Image: Will Wright, RMIT University

RMIT University Vice-Chancellor’s Postdoctoral Fellow Dr Tariq Nazir said the material offers a potential solution for pole-top fires that pose significant challenges to power providers and communities worldwide.

“Dust and pollution builds up on power-line insulators, which enables electricity to spark and heat metal fixtures that can cause wooden power poles to catch fire,” he said.

“Our innovation could serve as a protective coating or paint for ceramic and glass insulators, providing extra defence against environmental factors such as moisture, pollution and fire,”

Nazir told pv magazine the composite material could save power companies time, maintenance resources and ultimately money.

“One critical problem is our coastal overhead transmission lines where airborne particles like dust, soot and salt particles settle on the infrastructure and in a light rain the salt is electrically conducting current which can easily reach to the wooden pole and start a fire,” he said.
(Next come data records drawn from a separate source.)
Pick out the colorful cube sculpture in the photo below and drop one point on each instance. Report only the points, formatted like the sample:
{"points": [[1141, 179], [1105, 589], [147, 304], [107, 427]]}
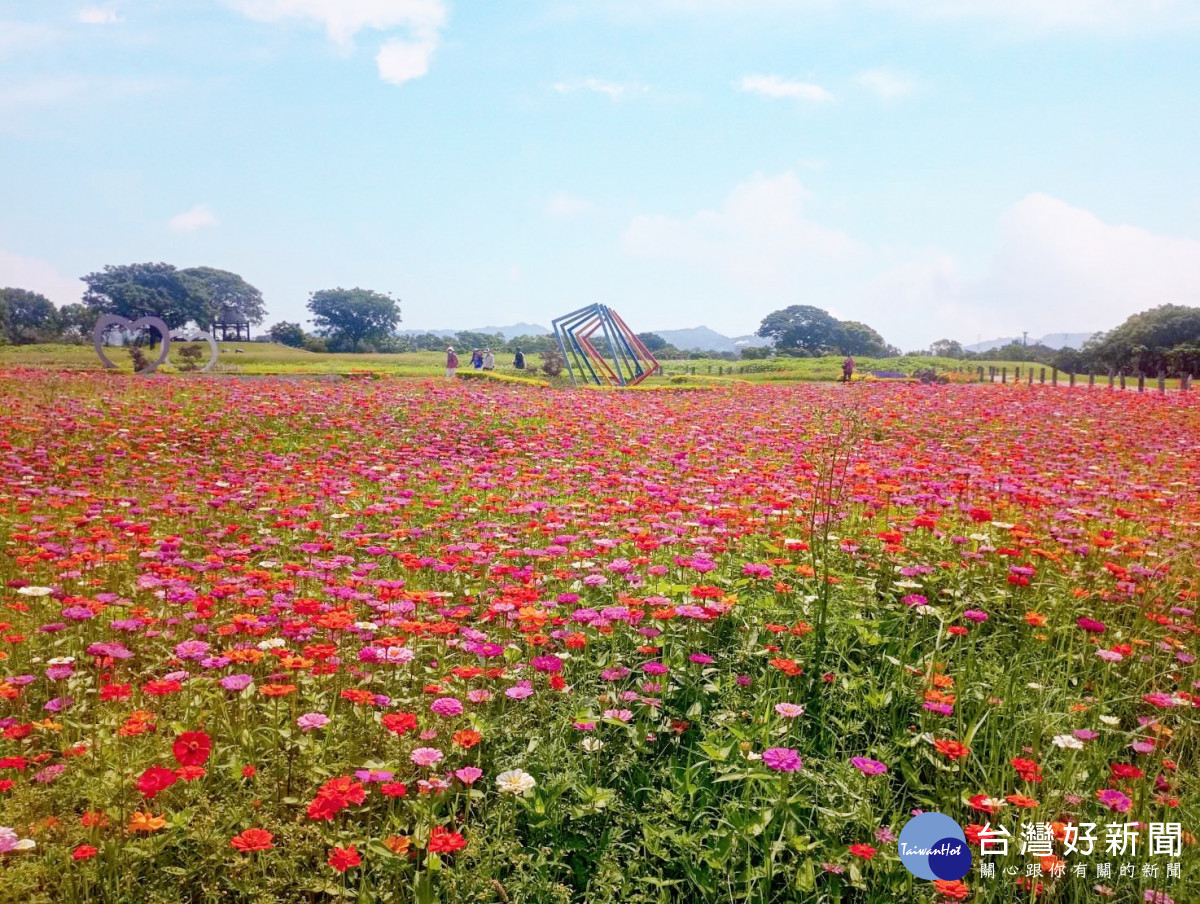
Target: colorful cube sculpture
{"points": [[627, 361]]}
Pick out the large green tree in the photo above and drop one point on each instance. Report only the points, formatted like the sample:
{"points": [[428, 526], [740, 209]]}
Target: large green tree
{"points": [[287, 334], [136, 291], [1147, 341], [27, 316], [349, 316], [221, 289]]}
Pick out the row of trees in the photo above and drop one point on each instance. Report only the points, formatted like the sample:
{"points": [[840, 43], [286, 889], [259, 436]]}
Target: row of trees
{"points": [[198, 294], [805, 330]]}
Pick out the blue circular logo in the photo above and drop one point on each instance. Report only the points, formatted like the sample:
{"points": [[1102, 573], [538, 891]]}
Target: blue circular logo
{"points": [[934, 846]]}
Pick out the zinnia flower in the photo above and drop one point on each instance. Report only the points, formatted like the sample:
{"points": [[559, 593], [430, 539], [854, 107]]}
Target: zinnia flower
{"points": [[781, 759], [252, 839], [515, 782]]}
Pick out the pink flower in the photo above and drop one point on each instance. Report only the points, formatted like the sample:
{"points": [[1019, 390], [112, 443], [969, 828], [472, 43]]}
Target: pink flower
{"points": [[1114, 800], [426, 756], [781, 759], [447, 706], [868, 766], [312, 720]]}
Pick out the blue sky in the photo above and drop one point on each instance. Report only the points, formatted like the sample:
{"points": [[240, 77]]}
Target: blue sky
{"points": [[935, 168]]}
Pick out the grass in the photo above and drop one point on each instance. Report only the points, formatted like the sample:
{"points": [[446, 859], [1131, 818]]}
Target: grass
{"points": [[263, 358]]}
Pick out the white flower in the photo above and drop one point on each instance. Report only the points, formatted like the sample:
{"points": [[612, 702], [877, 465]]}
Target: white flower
{"points": [[1068, 741], [515, 782]]}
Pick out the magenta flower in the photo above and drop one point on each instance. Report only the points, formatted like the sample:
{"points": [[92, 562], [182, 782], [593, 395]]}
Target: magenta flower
{"points": [[781, 759], [426, 756], [1114, 800], [868, 766], [447, 706]]}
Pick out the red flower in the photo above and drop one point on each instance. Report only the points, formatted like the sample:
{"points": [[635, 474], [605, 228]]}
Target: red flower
{"points": [[400, 723], [443, 840], [192, 748], [342, 858], [252, 839], [155, 779]]}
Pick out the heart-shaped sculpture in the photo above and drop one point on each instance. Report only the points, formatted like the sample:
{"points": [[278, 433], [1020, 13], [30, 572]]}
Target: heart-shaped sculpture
{"points": [[113, 319], [214, 352]]}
Western Power washing insulators on overhead power lines using helicopters.

Image: Western Power

In March, West Australian utility Western Power responded to 70 pole top fires that affected power supply to 47,000 homes and businesses in Perth and in September 2023 had washed and siliconed 12,732 insulators by helicopter in regional areas.

“Power utilities washing insulators on the overhead lines is a vital maintenance procedure, but if we apply our coating material it will save utilities time, money and maintenance resources, and while there are other coatings available in Australia, ours addresses not just discharge but fire resistance as well,” Nazir said.

The coating will soon undergo durability testing in preparation for commercialisation.

Image: Will Wright, RMIT University

The researchers said they are now looking to engage with fire-retardant coating manufacturers, electrical utilities, electrical insulation designers, manufacturers of electrical insulation products and regulatory agencies to further develop and prototype the material.

Nazir said he has already initiated talks with Flame Security International which has expressed interest in the large-scale production of the coating and will conduct durability tests and the regulatory and compliance process.